Buttonwoods is a neighborhood along the banks of the river on the border of Lincoln Park and Wayne, known for being deluged almost yearly, and for the colorful people who choose to live there.

Buttonwoods was immortalized in a Weird NJ story written by Chris Gethard about a “beast” of a man who lived back there.

“The monster ended up being a guy named Shultzy who was over seven feet tall and lived in the floodplain amongst a pile of garbage. He dwelled in an actual house, but it was so obscured by trash that it was barely visible from the overgrown road,” writes Kent in “Nightshade on the Passaic.”

“Chris and Mark were driving by the house when Shultzy suddenly appeared in his greasy pickup truck, and aggressively ran them off the road. Once he had them pinned, Shultzy threatened them from the driver’s seat with nonsensical gibberish,” Kent retells the story.

Shultzy eventually let the weird explorers pass through, and a Lincoln Park police officer later wrote in to Weird NJ to tell them that Shultzy was actually a pretty nice guy, despite his eccentricities.

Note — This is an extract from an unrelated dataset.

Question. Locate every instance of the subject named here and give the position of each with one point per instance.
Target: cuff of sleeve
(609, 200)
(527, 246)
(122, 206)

Shultzy had been dead for a few years though by the time Kent visited Buttonwoods.

“I was kind of sad that he was dead. I would have liked to have met him and talked to him,” said Kent. “That’s a cool place. Back in the woods there is tons and tons of junk.”

He explored Shultzy’s abandoned house and snapped several photographs of the site, like the others he explored along the Passaic River that he documented in the special issue.

In the full-color 78-page issue, Kent also documents the Great Piece Meadows, Sharkey’s Dump and the Rockaway Graveyard, squatters’ turf in Newark and Paterson, the river beneath the Pulaski Skyway, famous murder sites along the riverbanks, abandoned mausoleums and assorted, shot-up junk.

Kent said he has often struggled with writing, but writing “Nightshade on the Passaic” was “the easiest thing I’ve done in my life. It was a great project, and I loved it. Doing this was one of the greatest opportunities of my life. It was a most beautiful time.”

With the success of “Nightshade,” Kent hopes to continue his writing career.

“Everyone hated me for ‘gasstationthoughts,’ but people really love “‘Nightshade on the Passaic.”’ It’s crossing boundaries, and going beyond Weird NJ readers to people who’ve grown up around here and grown up on the Passaic all their lives. It’s cool to have my writing reaching a broader audience rather than these underground freaks and psychos,” said Kent.

In the future, Kent wants to do a documentary of the Passaic River, exploring all 80 miles of it with cameras running. He would also like to do a sequel to “Nightshade on the Passaic” called “Nightshade on the Tigris.”

He wants to explore the river in the cradle of civilization with the U.S. military, but Mark and Mark have passed on that idea, saying it is too dangerous.

“I’ve been on the Passaic through Paterson. How could it be more dangerous than that?” laughed Kent.

The high school dropout is beaming with pride at his successful writing career. He now wants to concentrate on getting his novel “Matt & Jess Forever” published.